Cod Fish with Fennel in White Wine Butter Sauce
- 1 large Fennel Bulb or two small ones, thinly sliced
- 1 Shallot, finely chopped
- 4 Cloves of Garlic, finely chopped
- 4-6 Cod Fish Filets
- 2 Tbsp Olive Oil, or more
- 4 Tbsp of Butter, melted
- Salt and Pepper
- 1 ½ Tbsp Parsley, chopped
- 1 tsp Lemon Zest
- 4-6 Thinly Sliced Lemon Slices
- 1/3 cup White Wine
- ¼ cup Plain Bread Crumbs
- ¼ cup Panko Bread Crumbs
- Dash of Hot Paprika
- Preheat oven to 375 degrees
- In a shallow baking pan/dish, drizzle a little butter until the bottom of the dish is coated. Salt and Pepper each side of the Cod Fish Fillets. Bake for about 10 minutes.
- While fish is baking, in a sauté pan add 1 tbsp of olive oil and heat up. Add Fennel, salt and pepper and cook till just before getting tender. Add garlic and shallot and cook till just beginning to brown.
- In a small bowl, add the breadcrumbs, 1 tbsp of melted butter, lemon zest and ½ tbsp Parsley and mix together till the crumbs are moist from the butter.
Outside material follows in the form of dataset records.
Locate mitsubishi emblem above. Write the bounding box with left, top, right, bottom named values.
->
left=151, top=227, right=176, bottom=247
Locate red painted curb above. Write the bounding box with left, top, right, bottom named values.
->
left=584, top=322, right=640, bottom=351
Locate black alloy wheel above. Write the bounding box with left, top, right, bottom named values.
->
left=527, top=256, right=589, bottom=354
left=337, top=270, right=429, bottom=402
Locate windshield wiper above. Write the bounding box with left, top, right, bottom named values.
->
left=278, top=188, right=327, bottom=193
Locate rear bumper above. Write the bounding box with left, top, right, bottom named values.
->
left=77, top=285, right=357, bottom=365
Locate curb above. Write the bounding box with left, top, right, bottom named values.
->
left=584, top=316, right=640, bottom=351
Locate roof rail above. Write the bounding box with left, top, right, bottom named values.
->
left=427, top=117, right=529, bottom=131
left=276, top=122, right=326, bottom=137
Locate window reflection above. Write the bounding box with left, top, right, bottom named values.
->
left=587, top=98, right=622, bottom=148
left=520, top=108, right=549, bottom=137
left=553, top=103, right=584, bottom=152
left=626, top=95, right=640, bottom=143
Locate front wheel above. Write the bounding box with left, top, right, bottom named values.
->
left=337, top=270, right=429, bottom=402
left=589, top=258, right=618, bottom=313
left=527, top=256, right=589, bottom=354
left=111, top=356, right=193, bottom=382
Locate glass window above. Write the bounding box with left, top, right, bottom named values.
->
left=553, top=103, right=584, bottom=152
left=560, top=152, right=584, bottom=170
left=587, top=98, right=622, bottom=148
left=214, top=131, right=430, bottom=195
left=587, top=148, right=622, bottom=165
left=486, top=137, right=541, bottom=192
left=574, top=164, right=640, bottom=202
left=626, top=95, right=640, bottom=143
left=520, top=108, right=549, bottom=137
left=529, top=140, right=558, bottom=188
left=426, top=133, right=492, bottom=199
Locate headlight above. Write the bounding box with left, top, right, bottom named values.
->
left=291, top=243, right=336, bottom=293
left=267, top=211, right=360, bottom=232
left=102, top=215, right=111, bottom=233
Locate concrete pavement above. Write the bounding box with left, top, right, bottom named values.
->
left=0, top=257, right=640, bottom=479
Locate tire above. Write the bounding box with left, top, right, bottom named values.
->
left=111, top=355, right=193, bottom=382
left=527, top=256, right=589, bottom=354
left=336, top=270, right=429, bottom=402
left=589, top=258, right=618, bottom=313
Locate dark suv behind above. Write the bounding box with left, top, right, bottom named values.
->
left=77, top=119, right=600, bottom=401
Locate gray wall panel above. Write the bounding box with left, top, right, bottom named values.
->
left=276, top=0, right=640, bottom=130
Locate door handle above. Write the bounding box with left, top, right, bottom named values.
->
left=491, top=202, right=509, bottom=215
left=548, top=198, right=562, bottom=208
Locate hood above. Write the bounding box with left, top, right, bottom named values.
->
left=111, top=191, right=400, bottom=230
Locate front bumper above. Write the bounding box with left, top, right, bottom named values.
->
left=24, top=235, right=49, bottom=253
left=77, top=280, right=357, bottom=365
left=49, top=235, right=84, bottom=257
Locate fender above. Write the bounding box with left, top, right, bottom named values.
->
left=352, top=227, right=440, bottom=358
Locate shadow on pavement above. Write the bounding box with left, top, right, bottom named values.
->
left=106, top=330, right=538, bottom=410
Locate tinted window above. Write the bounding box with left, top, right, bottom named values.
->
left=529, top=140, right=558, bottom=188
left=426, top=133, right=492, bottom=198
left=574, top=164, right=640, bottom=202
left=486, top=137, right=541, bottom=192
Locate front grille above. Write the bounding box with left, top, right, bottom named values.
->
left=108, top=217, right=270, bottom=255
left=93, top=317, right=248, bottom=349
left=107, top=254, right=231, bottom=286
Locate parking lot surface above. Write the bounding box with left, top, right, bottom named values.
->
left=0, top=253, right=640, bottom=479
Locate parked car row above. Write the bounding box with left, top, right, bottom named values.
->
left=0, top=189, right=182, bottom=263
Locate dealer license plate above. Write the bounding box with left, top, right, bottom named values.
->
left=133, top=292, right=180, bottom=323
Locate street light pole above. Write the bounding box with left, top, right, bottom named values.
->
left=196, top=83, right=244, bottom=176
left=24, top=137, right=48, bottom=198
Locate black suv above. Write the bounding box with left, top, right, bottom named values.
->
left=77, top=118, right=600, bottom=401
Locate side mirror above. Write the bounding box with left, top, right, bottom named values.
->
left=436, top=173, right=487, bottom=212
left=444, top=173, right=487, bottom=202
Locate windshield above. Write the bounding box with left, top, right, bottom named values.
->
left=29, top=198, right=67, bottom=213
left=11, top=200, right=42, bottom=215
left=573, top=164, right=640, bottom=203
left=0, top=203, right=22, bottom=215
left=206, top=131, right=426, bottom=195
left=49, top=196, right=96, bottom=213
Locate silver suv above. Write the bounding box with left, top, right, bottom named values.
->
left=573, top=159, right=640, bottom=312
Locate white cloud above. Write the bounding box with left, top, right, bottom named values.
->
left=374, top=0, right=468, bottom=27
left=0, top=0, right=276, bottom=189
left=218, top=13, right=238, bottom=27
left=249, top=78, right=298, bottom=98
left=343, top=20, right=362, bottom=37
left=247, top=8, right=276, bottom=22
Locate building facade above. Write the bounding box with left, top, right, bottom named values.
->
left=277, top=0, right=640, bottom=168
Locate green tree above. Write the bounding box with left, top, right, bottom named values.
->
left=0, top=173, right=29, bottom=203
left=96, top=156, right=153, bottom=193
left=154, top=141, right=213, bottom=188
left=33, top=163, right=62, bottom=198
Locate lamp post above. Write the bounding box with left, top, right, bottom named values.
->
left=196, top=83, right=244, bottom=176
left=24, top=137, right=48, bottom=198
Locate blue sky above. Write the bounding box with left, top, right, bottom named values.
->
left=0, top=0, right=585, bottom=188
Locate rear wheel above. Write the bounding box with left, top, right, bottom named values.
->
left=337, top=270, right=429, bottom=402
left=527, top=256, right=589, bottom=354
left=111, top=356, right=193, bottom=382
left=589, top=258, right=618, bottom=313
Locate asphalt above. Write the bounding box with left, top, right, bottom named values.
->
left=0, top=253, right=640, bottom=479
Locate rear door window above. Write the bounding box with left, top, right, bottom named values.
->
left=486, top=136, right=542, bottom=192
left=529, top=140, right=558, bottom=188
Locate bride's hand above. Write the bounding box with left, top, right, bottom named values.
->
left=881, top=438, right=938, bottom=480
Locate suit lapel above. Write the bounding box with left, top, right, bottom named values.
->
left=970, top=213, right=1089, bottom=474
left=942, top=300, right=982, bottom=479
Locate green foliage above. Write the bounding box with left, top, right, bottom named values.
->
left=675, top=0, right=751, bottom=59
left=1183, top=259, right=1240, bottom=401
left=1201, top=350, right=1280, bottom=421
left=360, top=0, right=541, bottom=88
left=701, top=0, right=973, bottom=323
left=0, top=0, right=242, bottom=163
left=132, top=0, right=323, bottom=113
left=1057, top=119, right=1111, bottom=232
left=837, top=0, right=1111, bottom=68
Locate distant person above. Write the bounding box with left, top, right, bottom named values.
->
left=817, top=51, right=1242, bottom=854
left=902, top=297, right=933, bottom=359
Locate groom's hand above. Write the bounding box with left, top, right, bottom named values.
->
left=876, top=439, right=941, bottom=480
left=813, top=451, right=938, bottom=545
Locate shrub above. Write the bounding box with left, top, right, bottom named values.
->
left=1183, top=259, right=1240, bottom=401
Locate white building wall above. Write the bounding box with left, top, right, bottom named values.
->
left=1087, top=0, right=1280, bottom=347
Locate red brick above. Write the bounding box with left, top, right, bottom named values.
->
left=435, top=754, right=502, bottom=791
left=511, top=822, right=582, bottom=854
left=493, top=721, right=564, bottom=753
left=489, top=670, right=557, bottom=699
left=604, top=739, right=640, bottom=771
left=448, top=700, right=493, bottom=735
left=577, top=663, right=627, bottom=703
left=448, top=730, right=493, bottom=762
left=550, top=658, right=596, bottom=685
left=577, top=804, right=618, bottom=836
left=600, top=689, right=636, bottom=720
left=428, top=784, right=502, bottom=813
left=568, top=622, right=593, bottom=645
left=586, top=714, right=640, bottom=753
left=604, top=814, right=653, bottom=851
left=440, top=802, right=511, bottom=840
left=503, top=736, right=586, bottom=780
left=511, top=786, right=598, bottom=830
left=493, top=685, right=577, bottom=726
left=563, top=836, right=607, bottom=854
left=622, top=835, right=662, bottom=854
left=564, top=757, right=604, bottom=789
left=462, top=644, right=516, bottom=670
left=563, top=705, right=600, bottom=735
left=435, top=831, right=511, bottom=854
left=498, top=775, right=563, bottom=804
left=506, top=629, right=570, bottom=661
- Remove the fish from the oven. Add the fennel shallot mixture and place around the fish, add the lemon slice around the edge of the fish, add remaining melted butter and White Wine. Spoon a tsp or more of the bread crumb mixture on top of the fish. Place back in the oven and cook for about another 15 minutes till fish is just cooked through to the center and breadcrumbs are slightly brown.
- Serve with a parsley on top.
- For a side, serve with rice, polenta or other favorite side dish. I often serve this fish with rice with sauté mushrooms and parsley. Cut Green Beans with some toasted sliced almonds.